Bug 674055

Summary:	non reproducable abort on spice-server: PANIC_ON(!worker->surfaces.surfaces[surface_id].context.canvas)
Product:	Red Hat Enterprise Linux 6	Reporter:	Alon Levy <alevy>
Component:	spice-server	Assignee:	Alon Levy <alevy>
Status:	CLOSED DUPLICATE	QA Contact:	Desktop QE <desktop-qa-list>
Severity:	medium	Docs Contact:
Priority:	medium
Version:	6.1	CC:	dblechte, djasa, hdegoede, hellolwq, mhasko, mkenneth
Target Milestone:	rc
Target Release:	---
Hardware:	Unspecified
OS:	Linux
Whiteboard:
Fixed In Version:		Doc Type:	Bug Fix
Doc Text:		Story Points:	---
Clone Of:		Environment:
Last Closed:	2011-03-20 12:17:37 UTC	Type:	---
Regression:	---	Mount Type:	---
Documentation:	---	CRM:
Verified Versions:		Category:	---
oVirt Team:	---	RHEL 7.3 requirements from Atomic Host:
Cloudforms Team:	---	Target Upstream Version:
Embargoed:

Description Alon Levy 2011-01-31 13:47:04 UTC

Description of problem:
spice-server abort at red_worker.c:handle_dev_destroy_primary_surface

Reporting because I think the problem is real. But could not reproduce so far.

The actual problem: we are accessing red_dispatcher from two threads, and it was never designed for that. This can happen like seen in the stack trace below, first user is a vga timer callback from main thread, and the second is a qxl io handler from vcpu thread. They both call red_dispatcher, which writes to the same pipe. So either protect all calls to red_dispatcher with a mutex (independent from qemu_iothread_lock), or serialize them using a per vcpu pipe to main thread, who will be the only user of red_dispatcher.

Version-Release number of selected component (if applicable):

How reproducible:
0% so far

Steps to Reproduce:
1. Boot up a winxp guest, crash during driver initialization.

Actual results:
crash

Expected results:
no crash

Additional info:

I got a panic in handle_dev_destroy_primary_surface, red_dispatcher.c

At the moment of panic there was an inconsistent status wrt qxl thinking it's in NATIVE mode in one thread and VGA in another. The main_loop had a timer triggered vga refresh leading to a call to qemu_spice_destroy_host_primary (because of vga_draw_text calling qemu_console_resize), which is only possible if qxl0->mode==QXL_MODE_VGA.

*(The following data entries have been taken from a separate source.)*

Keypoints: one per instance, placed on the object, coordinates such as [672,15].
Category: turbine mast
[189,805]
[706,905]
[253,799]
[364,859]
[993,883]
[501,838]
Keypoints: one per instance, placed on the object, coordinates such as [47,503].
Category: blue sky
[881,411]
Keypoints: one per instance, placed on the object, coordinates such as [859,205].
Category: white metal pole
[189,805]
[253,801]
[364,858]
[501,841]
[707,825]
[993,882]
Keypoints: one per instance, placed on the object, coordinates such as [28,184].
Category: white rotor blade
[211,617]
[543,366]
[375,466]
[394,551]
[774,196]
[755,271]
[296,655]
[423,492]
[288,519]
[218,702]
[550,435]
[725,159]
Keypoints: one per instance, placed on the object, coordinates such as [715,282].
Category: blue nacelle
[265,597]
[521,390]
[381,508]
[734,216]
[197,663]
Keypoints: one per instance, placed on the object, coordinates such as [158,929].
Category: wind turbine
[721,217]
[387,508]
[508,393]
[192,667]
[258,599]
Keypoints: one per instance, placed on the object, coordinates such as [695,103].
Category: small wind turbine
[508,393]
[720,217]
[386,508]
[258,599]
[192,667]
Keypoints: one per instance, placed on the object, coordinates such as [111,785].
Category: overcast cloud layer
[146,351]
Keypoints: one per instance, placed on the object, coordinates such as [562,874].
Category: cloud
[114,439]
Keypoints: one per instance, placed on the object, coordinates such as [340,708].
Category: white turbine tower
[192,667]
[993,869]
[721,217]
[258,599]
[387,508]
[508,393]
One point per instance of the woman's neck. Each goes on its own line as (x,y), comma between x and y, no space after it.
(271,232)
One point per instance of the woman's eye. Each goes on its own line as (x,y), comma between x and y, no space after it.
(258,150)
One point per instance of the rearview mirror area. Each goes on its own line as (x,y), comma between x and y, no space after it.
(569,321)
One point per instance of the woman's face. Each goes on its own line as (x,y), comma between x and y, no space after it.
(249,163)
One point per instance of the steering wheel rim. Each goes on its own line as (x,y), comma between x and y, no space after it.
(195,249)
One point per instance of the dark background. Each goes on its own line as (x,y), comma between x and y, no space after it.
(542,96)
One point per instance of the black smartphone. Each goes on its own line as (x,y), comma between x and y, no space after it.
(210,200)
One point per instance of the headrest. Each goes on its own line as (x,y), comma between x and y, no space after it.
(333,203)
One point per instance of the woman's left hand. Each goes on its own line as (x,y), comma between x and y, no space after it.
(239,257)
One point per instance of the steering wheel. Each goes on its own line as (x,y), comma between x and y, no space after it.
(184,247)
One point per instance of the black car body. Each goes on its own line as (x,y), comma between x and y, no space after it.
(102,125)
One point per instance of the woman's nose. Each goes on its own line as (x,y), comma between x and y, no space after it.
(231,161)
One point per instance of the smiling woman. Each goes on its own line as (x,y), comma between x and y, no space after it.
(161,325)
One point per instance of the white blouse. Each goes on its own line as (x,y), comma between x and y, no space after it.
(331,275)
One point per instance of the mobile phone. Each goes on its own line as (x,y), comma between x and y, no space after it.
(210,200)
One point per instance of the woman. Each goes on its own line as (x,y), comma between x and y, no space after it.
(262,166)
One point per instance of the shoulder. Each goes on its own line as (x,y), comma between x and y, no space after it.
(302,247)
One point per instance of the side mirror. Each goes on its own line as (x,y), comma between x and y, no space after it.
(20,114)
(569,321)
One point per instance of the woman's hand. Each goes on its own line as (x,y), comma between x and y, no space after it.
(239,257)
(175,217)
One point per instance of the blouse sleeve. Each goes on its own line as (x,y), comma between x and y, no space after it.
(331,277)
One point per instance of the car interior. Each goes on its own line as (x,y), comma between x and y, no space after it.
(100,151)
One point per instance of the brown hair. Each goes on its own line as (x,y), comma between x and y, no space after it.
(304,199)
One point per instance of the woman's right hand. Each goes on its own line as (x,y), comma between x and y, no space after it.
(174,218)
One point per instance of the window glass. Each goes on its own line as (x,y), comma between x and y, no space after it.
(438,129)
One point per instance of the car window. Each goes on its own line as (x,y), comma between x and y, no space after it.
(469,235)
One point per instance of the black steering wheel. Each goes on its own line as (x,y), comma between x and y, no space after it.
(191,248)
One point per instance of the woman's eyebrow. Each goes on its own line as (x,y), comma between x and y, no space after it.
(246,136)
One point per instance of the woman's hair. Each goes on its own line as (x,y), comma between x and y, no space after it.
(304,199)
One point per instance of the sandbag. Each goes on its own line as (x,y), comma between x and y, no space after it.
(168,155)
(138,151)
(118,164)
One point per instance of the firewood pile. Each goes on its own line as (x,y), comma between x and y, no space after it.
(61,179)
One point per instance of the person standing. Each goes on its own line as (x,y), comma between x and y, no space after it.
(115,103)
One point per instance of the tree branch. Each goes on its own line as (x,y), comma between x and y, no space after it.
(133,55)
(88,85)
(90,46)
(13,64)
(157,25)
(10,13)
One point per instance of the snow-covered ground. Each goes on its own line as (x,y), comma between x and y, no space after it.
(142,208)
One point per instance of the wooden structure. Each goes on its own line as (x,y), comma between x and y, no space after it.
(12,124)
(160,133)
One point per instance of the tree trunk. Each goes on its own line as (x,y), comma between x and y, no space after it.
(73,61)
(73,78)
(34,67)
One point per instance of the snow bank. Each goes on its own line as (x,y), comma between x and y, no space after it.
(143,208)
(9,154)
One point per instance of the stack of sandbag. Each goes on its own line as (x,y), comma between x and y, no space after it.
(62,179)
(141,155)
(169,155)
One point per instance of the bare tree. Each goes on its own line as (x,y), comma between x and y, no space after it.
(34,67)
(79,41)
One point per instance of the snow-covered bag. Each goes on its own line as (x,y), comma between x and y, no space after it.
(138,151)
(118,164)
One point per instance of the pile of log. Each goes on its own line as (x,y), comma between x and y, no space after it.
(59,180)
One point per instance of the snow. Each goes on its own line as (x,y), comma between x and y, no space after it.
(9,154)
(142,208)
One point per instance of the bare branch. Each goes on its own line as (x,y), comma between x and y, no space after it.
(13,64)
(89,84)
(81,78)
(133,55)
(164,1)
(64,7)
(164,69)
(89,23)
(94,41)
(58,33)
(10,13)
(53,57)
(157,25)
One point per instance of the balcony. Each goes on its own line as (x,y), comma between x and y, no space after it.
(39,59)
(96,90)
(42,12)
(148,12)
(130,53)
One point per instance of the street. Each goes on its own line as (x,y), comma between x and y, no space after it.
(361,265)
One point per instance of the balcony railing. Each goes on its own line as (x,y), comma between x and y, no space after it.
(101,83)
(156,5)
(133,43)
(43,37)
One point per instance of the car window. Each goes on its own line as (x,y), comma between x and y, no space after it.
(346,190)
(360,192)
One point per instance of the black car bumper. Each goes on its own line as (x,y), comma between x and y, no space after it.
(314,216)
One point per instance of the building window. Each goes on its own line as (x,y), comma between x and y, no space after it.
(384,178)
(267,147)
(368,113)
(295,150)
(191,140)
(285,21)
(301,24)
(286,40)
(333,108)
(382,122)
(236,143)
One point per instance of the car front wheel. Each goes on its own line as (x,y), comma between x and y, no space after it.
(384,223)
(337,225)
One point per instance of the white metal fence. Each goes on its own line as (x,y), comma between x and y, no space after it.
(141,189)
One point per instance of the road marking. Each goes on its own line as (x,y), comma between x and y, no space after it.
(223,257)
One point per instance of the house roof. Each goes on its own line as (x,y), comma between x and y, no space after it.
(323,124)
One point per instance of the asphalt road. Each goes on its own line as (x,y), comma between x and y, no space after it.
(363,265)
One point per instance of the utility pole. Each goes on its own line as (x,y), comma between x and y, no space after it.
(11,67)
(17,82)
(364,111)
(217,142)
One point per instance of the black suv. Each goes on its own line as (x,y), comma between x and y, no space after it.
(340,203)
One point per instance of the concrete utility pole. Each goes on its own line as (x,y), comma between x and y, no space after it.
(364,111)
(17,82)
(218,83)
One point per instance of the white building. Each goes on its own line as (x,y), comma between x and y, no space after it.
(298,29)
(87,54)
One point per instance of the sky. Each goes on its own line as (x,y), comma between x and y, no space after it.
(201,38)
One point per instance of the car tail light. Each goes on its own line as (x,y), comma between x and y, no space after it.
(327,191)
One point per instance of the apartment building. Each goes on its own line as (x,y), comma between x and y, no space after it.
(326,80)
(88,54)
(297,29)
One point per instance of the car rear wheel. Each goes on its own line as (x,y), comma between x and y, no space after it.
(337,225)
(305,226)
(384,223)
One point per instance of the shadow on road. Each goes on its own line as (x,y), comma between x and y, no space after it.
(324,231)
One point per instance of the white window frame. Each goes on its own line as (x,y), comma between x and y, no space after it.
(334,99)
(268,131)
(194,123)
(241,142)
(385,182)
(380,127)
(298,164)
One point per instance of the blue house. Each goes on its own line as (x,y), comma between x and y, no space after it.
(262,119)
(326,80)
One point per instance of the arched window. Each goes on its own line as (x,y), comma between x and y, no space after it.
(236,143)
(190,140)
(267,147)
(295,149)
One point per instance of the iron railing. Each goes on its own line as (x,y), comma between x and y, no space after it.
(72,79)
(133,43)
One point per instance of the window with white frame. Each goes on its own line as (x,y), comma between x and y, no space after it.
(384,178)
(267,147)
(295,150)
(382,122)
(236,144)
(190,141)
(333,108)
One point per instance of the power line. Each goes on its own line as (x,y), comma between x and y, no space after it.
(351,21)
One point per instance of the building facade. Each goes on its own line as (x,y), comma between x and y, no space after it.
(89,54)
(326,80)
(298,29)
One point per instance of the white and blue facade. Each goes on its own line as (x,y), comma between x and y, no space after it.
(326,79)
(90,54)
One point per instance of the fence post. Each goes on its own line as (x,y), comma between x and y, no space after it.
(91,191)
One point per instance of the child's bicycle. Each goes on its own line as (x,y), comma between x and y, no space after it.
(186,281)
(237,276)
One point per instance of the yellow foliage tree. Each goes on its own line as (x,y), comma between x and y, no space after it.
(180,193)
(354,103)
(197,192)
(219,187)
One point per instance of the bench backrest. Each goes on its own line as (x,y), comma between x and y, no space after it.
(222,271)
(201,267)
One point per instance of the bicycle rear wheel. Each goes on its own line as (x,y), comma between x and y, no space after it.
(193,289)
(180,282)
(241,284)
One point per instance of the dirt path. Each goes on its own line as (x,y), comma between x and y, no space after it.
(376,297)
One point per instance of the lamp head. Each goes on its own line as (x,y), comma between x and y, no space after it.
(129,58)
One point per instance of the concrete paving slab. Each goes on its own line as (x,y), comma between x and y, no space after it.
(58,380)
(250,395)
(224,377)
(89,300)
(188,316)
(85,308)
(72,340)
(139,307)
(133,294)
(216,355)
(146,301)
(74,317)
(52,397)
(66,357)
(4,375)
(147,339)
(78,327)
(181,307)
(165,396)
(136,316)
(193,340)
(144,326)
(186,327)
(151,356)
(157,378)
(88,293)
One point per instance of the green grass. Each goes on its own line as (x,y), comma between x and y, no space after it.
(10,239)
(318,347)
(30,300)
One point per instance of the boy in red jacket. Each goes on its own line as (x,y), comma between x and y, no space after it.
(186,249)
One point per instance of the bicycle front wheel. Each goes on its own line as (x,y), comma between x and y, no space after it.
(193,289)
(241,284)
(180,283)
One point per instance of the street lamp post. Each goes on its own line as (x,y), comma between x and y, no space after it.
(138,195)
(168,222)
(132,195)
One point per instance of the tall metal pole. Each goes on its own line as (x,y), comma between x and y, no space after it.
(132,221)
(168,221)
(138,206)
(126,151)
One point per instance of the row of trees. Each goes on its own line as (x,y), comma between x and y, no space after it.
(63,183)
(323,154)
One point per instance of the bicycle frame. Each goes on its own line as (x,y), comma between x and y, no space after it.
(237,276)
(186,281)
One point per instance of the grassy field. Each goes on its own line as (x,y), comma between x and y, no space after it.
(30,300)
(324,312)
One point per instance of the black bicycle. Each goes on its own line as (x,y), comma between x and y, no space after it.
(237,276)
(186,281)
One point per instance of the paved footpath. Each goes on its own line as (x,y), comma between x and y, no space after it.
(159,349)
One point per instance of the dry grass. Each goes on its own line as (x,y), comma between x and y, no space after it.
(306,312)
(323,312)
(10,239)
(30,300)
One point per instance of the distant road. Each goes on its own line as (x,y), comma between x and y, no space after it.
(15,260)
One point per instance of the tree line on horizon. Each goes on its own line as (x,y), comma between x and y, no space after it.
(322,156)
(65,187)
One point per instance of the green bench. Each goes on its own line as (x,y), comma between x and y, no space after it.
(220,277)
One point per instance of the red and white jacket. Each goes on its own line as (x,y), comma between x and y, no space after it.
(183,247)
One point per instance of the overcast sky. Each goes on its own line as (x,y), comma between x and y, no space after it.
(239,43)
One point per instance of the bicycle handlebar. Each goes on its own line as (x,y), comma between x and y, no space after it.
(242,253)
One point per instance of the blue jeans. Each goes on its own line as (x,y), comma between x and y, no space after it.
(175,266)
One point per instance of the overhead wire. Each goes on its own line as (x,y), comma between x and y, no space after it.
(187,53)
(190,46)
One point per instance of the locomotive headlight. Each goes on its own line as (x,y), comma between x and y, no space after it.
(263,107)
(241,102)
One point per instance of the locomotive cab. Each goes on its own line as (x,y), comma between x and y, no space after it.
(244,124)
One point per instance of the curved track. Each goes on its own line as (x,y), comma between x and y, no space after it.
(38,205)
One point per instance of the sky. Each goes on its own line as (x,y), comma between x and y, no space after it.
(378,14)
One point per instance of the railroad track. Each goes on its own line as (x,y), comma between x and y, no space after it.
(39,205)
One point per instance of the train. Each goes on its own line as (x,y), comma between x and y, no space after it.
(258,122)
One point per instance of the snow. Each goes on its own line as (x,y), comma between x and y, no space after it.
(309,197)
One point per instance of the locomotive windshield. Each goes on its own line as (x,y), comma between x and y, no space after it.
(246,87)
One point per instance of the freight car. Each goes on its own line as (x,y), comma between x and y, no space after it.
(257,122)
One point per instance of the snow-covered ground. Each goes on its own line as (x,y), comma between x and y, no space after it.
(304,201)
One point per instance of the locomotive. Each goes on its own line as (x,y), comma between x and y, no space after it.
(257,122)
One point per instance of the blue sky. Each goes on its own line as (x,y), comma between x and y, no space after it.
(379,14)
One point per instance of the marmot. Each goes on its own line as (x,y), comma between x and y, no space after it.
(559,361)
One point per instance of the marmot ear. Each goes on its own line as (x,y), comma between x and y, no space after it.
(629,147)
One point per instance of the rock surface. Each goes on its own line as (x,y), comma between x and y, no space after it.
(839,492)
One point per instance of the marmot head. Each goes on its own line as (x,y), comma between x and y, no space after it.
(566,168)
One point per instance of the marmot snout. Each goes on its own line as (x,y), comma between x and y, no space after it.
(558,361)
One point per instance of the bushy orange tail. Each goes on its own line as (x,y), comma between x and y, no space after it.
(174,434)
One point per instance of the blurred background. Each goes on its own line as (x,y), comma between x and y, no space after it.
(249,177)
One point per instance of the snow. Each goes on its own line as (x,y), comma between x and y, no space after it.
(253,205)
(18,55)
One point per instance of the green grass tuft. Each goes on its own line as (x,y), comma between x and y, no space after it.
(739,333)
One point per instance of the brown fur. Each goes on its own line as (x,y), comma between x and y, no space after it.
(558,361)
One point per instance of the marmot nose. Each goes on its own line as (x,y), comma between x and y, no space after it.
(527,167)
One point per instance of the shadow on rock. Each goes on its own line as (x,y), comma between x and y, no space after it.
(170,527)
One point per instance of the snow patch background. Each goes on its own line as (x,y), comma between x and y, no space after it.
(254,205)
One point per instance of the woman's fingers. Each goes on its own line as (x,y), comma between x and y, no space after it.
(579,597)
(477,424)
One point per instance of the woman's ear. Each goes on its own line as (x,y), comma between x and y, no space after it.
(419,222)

Otoh, an io triggered qxl_create_guest_primary, which is called after qxl0->mode is set to QXL_MODE_NATIVE, and after ensuring we exit the vga state with qxl_exit_vga_mode.

This is running a F14 guest. I couldn't recreate it since (running several times, this is after it did happen again once which was enough to run under a debugger).

more complete stack traces:

kvm_main_loop_cpu:
...
kvm_handle_io
...
qxl_create_guest_primary

kvm_main_loop:
...(timer)...
gui_update
dpy_refresh
display_refresh
qemu_spice_display_refresh
vga_hw_update
qxl_hw_update
vga_update_display
vga_draw_text
qemu_console_resize
dpy_resize
display_resize
qemu_spice_display_resize
qemu_spice_destroy_host_primary

red_worker:
handle_dev_destroy_primary_surface
PANIC_ON(!worker->surfaces.surfaces[surface_id].context.canvas)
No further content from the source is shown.